North Carolina Middle School Association

Research Bulletin

Technology

David Strahan and Kim Hartman

Rationale: Technology provides varied instructional strategies and learning experiences. Learning tasks can be designed to be relevant, challenging, and interesting for each student.

Benefits of Technology

Selections from Research Reports

The computer is by far the most comprehensive way for teachers and students to maintain records of student work. Keeping detailed records of students' work helps them become more responsible for how they use their time and gives students a role in their own academic development (Stevenson, 1992).

One model found to be effective in integration of technology into the curriculum is "Make it Happen" (Zorfass, Remz, & Persky, 1991). The three-year change process of this model focuses on:

  1. Having teams of teachers design, implement, and evaluate a curriculum that uses computers to support inquiry-based learning.
  2. Helping young adolescents expand their critical thinking abilities, cooperative learning behaviors, and positive attitudes toward learning through engaging in a computer-based curriculum.
  3. Assisting principals and school-based management teams to create a supportive contact that facilitates computer integration across a school.
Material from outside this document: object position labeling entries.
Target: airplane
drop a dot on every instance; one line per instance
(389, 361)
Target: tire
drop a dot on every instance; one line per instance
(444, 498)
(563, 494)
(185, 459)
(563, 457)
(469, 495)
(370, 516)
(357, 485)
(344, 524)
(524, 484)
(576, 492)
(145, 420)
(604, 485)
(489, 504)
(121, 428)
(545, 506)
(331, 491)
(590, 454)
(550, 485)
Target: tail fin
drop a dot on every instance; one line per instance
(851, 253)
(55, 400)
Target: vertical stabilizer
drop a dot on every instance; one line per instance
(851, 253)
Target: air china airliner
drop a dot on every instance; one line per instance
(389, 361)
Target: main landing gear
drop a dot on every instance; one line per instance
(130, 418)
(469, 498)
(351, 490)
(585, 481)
Of particular interest to North Carolina is Piedmont Open Middle School in Charlotte, where a Contemporary Technology Lab was established in 1990 in cooperation with Charlotte's business community. Students are able to use technologies currently available in the business community in the areas of robotics, engineering, research and design, hydraulics, and telecommunications (George & Alexander, 1993).

Means and Olsen (1994, pp. 17-18) found five features present in reformed classrooms, those where technology is used as a valuable tool:

  1. An authentic, challenging task is the starting point -- tasks are completed for reasons other than just earning a grade; students see that activity is worthwhile in its own right.
  2. All students practice advanced skills -- tasks involve basic and high level skills, with some requiring high level thinking.
  3. Work takes place in heterogeneous, collaborative groups.
  4. The teacher is a coach -- providing structure and actively supporting students' performances and reflections.
  5. Work occurs over extended blocks of time -- it does not fall neatly into 50-minute periods for a set number of days.

Selected References

Florida Schoolyear 2000 Project - Middle School Subcommittee (1994). Center for Educational Technology, Florida State University, Tallahassee, Florida.
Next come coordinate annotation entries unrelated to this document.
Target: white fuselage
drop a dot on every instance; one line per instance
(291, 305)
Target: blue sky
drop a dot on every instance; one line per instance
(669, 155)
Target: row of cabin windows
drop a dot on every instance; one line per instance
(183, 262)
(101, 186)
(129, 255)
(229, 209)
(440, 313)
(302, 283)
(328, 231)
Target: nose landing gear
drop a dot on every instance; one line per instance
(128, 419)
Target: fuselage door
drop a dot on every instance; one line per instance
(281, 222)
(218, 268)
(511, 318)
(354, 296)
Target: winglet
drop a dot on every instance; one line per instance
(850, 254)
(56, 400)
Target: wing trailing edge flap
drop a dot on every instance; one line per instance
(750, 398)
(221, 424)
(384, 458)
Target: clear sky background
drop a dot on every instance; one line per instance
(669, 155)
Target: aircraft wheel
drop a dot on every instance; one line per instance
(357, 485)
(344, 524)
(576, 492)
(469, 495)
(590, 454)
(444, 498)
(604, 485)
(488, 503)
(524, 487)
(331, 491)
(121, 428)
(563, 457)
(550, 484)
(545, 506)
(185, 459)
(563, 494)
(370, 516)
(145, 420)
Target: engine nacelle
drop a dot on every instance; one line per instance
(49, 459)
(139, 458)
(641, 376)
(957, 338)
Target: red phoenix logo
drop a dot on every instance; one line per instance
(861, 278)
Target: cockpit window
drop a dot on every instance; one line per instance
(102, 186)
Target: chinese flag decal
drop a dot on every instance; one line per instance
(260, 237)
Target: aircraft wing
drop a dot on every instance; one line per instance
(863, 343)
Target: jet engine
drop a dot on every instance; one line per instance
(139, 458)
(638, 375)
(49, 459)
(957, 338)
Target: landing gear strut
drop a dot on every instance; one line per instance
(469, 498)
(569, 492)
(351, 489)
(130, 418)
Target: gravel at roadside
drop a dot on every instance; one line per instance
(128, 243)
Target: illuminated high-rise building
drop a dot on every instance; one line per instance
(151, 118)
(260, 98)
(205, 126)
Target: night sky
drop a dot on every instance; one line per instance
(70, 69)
George, P. & Alexander, W. (1993). The Exemplary Middle School, 2nd Edition. Orlando, FL: Harcourt Brace Jovanovich

Means, B. & Olsen, K. (1994). The link between technology and authentic learning. Educational Leadership, 51. (7) 15-18.

Stevenson, C. (1992). Teaching 10-14 Year Olds. White Plains, NY: Longman.

Zorafass, J., Remz, A., & Persky, S. (1991). A technology integration model for middle schools. T.H.E. Journal, 69-71.